Sejak beberapa minggu belakangan kondisi kantor memang sudah tidak kondusif, beberapa karyawan mengundurkan diri karena mendapat ancaman yang tidak biasa. Viola seminggu lalu bercerita kepadaku bahwa ada seseorang yang mengirimkan video sedang membuntuti anaknya sekolah lalu kemudian Viola memutuskan untuk memindahkan sekolah anaknya dan berpindah tempat tinggal. Bima lima hari lalu hampir saja dicelakai oleh sebuah truk pembawa barang-barang bangunan yang ingin menabraknya, beruntung saja Bima sigap dan segera menghindar sehingga ia  selamat dari kecelakaan yang hampir merenggut nyawanya.

Aku mendapat teror di rumah, semua ini tidak mungkin terjadi secara kebetulan, setelah kami mengingat-ingat ternyata teror yang kami alami bermula ketika kami menerima sebuah proyek untuk membongkar kasus perdagangan organ tubuh manusia lintas negara, kami berhasil menggagalkan satu kali pengiriman kulit manusia utuh lengkap dengan beberapa organ dalam manusia ke salah satu negara di luar negeri, saat itu salah satu jalur pengiriman transaksi ilegal itu mulai kami telusuri dan mulai saat itu beberapa teror luar biasa kami alami.

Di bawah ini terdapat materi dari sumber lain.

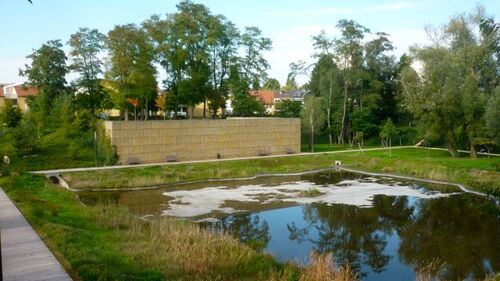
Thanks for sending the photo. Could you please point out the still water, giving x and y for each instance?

“mungkin ada yang sabotase kantor kita, Bi,” ungkap Bima sembari berjalan, kami memutuskan untuk membicarakan kasus ini di pantry agar terasa lebih rileks karena sudah mulai lelah dengan dengan teka-teki yang tak kunjung berhenti.

“sabotase? Tapi siapa?” tanyaku penasaran.

Bima mengambil dua buah botol berisi kopi dan memberikan salah satunya kepadaku.

“Tristan,” ucapnya tegas.

Aku tersedak kopi yang baru saja kuteguk  karena mendengar ucapak Bima, “kenapa Tristan?”

Bima menatap jauh ke arah depan meja kami, dia tampak sedang mengingat sesuatu.